En los otros ambientes desarrollados y secularizados, ofrecidos al consumismo y a la frialdad de la tecnología que ha invadido hasta las relaciones humanas en profundidad, lo diabólico, como decía al principio de este «dossier», se ofrece incluso como un estimulante vital y la satisfacción morbosa y estética de un tremendo hambre de ritualismo o, como en el XVIII y también antes y después, pone un poco de pimienta en un comportamiento sexual supeditado a otros tabúes que a los que hasta ayer mismo lo han venido rigiendo. Pero, en resumen, estos mismos «fieles del diablo» son también una víctima dramática de la tensión última de la condición humana y de las últimas preguntas por el sentido del hombre y de la historia, cuando dicen esperar, por ejemplo, que «el mundo entero se convertirá en una tierra prometida consagrada a los placeres de la carne y de los sentidos sin nombre de sufrimientos y de pecado». Es, pues, el problema del mal el que sigue atormentándonos a todos.

«Es imposible —escribe el cardenal Daniélou— que haya realización del mal sin una forma personal, y encamándose a veces en los hombres, hay demoniacos. Tal es, de manera clara, la enseñanza de la Tradición: ésta se pronuncia unánimemente por la existencia personal del demonio sin que haya ninguna definición "ex cathedra", que se haya pronunciado sobre esta cuestión. No hay ningún texto sobre la persona del diablo. Lo importante, en la visión cristiana, es que ésta ha visto toda la seriedad del mal y que la acompaña de la afirmación de que ese mal ha sido vencido por Cristo.» Y otra cosa no menos importante es la que, a su vez, ha señalado el P. Pohier: que el diablo no se convierte en pobre chivo emisario de nuestros propios pecados y complicidades en el mal. Es preciso confesar «yo soy pecador» y no refugiarse en la influencia del diablo «exterior», no utilizar a éste como un fantasma y un chivo emisario y, menos que nada, no vestir con la figura del diablo a nuestros enemigos.

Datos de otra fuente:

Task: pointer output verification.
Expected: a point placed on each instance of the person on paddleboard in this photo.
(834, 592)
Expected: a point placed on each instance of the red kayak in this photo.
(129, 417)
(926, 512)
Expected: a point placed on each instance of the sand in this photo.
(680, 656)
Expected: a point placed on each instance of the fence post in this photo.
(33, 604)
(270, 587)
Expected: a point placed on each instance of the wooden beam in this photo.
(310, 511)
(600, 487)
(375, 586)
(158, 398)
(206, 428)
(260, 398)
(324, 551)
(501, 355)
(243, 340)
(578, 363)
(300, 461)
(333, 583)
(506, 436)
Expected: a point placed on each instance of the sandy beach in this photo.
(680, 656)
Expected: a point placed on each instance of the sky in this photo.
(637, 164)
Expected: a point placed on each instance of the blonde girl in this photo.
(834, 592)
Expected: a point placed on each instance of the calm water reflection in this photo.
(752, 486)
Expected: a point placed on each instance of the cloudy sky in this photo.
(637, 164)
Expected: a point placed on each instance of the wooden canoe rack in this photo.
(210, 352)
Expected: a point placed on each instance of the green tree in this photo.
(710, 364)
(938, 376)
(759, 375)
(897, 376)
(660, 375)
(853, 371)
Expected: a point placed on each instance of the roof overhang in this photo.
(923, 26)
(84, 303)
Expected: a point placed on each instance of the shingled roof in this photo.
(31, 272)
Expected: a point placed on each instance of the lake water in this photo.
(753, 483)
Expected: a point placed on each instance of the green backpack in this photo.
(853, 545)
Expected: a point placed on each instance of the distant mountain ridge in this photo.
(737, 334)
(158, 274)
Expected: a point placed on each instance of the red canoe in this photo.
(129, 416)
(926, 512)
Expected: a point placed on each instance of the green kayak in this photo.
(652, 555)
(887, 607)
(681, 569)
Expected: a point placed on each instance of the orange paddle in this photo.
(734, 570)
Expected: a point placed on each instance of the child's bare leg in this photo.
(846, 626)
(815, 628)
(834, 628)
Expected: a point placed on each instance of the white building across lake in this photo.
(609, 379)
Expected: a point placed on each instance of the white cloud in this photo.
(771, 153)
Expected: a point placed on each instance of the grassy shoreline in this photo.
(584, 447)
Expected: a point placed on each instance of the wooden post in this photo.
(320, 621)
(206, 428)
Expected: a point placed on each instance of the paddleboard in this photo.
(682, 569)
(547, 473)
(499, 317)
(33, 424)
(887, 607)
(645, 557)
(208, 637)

El escriturista de Tubinga, Herbert Haag, ha resumido, en fin, en pocas líneas la actitud última de muchos cristianos de hoy ante esta cuestión: «El Nuevo Testamento no se interesa por una figura de Satán en cuanto tal. Su mensaje, su buena nueva dice, más bien, que el mal no puede ya campar por sus respetos sin traba alguna porque en Jesús está cerca el Reino de Dios. Algunas aserciones de los Evangelios que, a primera vista, parecen confirmar la creencia de entonces en Satán, en realidad la impugnan. Asi cuando Jesús dice: "Veía a Satán caer del cielo como un rayo” (Lc., 10, 18). Aquí se refiere Jesús, evidentemente, a la idea entonces todavía dominante de que Satán puede algo en el cielo, que tiene acceso a Dios para acusar a los hombres e implorar poder sobre les justos. Jesús quiere acabar con esta idea. No existe al lado de Dios la sombría figura de Satán... No estamos situados entre Dios y el diablo, sino entre el pecado y la gracia. El pecado y la gracia forman el tema de la historia de la salud. El pecado y la gracia son el tema de nuestra vida».

J. JIMENEZ LOZANO



[1] Destino: Año XXXV, No. 1867 (14 jul. 1973), p. 23 ss.

[2] Destino: Año XXXV, No. 1868 (21 jul. 1973), pp. 6.ss.